Kolejny zwrot akcji w sprawie kontrowersyjnej umowy z krajami Mercosur. Wniosek o głosowanie w PE w sprawie pilnej procedury uchwalenia klauzul zabezpieczających w tej umowie został wycofany. "Nie ma zgody na siłowe rozwiązania w sprawie umowy z krajami Mercosur. Widać wyraźnie, że większość ma uzasadnione obawy wobec tej umowy. I nie zgadza się na brak debaty i dyskusji. Brak zgody na szybką ścieżkę oznacza, że wygraliśmy bitwę i szansę na poważne potraktowanie tak ważnej umowy" - skomentował w rozmowie z RMF FM eurodeputowany PSL Krzysztof Hetman.

REKLAMA

  • Europejska Partia Ludowa (EPL) wycofała w Parlamencie Europejskim wniosek o procedowanie w trybie pilnym tzw. hamulca bezpieczeństwa do umowy handlowej UE z krajami Mercosur.
  • W efekcie, we wtorek 25 listopada 2025 roku nie odbyło się głosowanie nad rozporządzeniem dotyczącym tego mechanizmu.
  • Tryb pilny pozwoliłby na szybkie głosowanie nad rozporządzeniem oraz przyspieszenie zatwierdzania całej umowy handlowej z Mercosurem.
  • Chcesz być na bieżąco? Odwiedź stronę główną RMF24.pl.

O wycofaniu wniosku poinformowała na posiedzeniu plenarnym izby w Strasburgu przewodnicząca PE Roberta Metsola. EPL jest największą frakcją w Parlamencie Europejskim, należą do niej KO i PSL.

O skandalicznym procedowaniu umowy z Mercosur w Parlamencie Europejskim informowała w poniedziałek korespondentka RMF FM Katarzyna Szymańska-Borginon.

Wycofanie przez Europejską Partię Ludową wniosku oznacza, że frakcja ta ugięła się pod falą krytyki, z jaką się spotkała. EPL złożyła w poniedziałek wniosek o przegłosowanie trybu pilnego dla rozporządzenia o klauzulach zabezpieczających dla rolników, mimo że w ubiegłym tygodniu przewodniczący frakcji europarlamentu nie wyrazili na to zgody.

Wywołało to oburzenie wśród europosłów, także w samej frakcji EPL-u, zwłaszcza wśród polskich i francuskich eurodeputowanych. Tym bardziej wielkie, że w zeszłym tygodniu szefowa PE Roberta Metsola odrzuciła wniosek 145 eurodeputowanych o skierowanie umowy do TSUE.

List polskiego europosła

Tuż przed dzisiejszym głosowaniem oburzeni eurodeputowani skonsolidowali swoje siły. Polski eurodeputowany PSL Krzysztof Hetman rozesłał do wszystkich europosłów list, w którym wzywał do głosowania przeciwko trybowi pilnemu.

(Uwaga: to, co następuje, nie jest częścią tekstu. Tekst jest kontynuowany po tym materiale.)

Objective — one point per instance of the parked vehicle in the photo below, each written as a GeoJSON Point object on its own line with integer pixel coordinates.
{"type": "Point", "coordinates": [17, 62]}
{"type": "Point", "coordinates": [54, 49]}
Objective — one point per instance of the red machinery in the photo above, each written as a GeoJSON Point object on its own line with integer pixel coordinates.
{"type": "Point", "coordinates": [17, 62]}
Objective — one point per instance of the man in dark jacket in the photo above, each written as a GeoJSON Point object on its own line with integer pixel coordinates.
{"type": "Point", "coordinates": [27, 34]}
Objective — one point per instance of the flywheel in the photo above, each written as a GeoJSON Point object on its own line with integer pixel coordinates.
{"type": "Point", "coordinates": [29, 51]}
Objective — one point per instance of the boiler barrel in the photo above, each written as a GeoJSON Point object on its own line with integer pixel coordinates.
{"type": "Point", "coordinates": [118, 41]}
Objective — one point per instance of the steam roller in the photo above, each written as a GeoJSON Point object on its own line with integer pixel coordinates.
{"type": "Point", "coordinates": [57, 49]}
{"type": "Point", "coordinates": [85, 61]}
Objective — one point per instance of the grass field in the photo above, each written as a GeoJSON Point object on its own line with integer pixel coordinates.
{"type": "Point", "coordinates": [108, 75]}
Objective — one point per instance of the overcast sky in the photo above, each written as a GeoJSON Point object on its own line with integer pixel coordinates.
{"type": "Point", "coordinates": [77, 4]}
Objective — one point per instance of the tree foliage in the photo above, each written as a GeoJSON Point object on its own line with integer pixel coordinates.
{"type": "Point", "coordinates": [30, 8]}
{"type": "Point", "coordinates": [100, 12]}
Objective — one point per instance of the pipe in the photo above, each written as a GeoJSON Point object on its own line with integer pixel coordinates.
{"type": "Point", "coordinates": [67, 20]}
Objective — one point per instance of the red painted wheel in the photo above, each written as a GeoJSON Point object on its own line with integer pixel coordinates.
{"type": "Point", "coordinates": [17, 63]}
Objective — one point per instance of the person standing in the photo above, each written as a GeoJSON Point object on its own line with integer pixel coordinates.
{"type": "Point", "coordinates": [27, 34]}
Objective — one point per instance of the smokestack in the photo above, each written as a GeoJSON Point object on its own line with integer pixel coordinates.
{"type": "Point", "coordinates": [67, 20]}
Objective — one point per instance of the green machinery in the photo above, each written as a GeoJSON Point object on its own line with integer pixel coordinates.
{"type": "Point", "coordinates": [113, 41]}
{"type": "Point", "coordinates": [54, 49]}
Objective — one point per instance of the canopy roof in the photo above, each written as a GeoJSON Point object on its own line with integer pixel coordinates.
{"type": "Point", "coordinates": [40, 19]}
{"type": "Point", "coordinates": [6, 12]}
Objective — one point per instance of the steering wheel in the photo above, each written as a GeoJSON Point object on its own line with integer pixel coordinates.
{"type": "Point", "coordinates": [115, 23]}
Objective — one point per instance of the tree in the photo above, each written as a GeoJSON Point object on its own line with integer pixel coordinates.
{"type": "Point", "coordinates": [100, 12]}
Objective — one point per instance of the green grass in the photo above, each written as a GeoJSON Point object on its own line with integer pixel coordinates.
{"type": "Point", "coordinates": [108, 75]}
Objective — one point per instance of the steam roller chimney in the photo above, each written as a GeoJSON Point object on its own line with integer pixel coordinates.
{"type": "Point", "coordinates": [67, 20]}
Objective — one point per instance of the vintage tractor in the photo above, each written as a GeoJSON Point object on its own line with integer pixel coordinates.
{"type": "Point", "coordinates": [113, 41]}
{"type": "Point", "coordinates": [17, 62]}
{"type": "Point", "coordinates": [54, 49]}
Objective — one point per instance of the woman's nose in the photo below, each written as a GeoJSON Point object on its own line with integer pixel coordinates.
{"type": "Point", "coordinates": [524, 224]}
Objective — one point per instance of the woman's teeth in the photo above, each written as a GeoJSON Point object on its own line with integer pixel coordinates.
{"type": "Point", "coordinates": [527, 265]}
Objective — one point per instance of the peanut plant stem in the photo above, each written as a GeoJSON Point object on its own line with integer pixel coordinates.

"Nie możemy stwarzać w Parlamencie Europejskim wrażenia, że próbujemy pospiesznie przeprowadzać procedury lub narzucać rozwiązania obywatelom europejskim, nie poświęcając tym poważnym kwestiom odpowiedniej dawki uwagi i troski, na jaką zasługują" - argumentował w swoim liście.

Podobne działania podejmowali eurodeputowani z Francji.

Von der Leyen naciska

Jak ujawniła w poniedziałek jako pierwsza dziennikarka RMF FM, na szybkie procedowanie naciska przede wszystkim szefowa KE Ursula von der Leyen, która dosłownie dopycha Mercosur kolanem, bo chce zawieść gotową umowę 20 grudnia na szczyt do Brazylii.

Jak dowiedziała się dziennikarka RMF FM w PE, von der Leyen dzwoniła nawet w tej sprawie do Roberty Metsoli, która należy do tej samej frakcji - EPL.

Uchwalenie w trybie pilnym przez PE klauzul ochronnych dla rolników miało przyspieszyć ostateczne przyjęcie samej umowy przez kraje Unii. Rozporządzenie o klauzulach to ostatnia przeszkoda przed tym finalnym głosowaniem i ma przekonać głównie Francję do głosowania na "tak". Teraz są, jak zaznacza Hetman, "szanse na poważne potraktowanie tak ważnej umowy".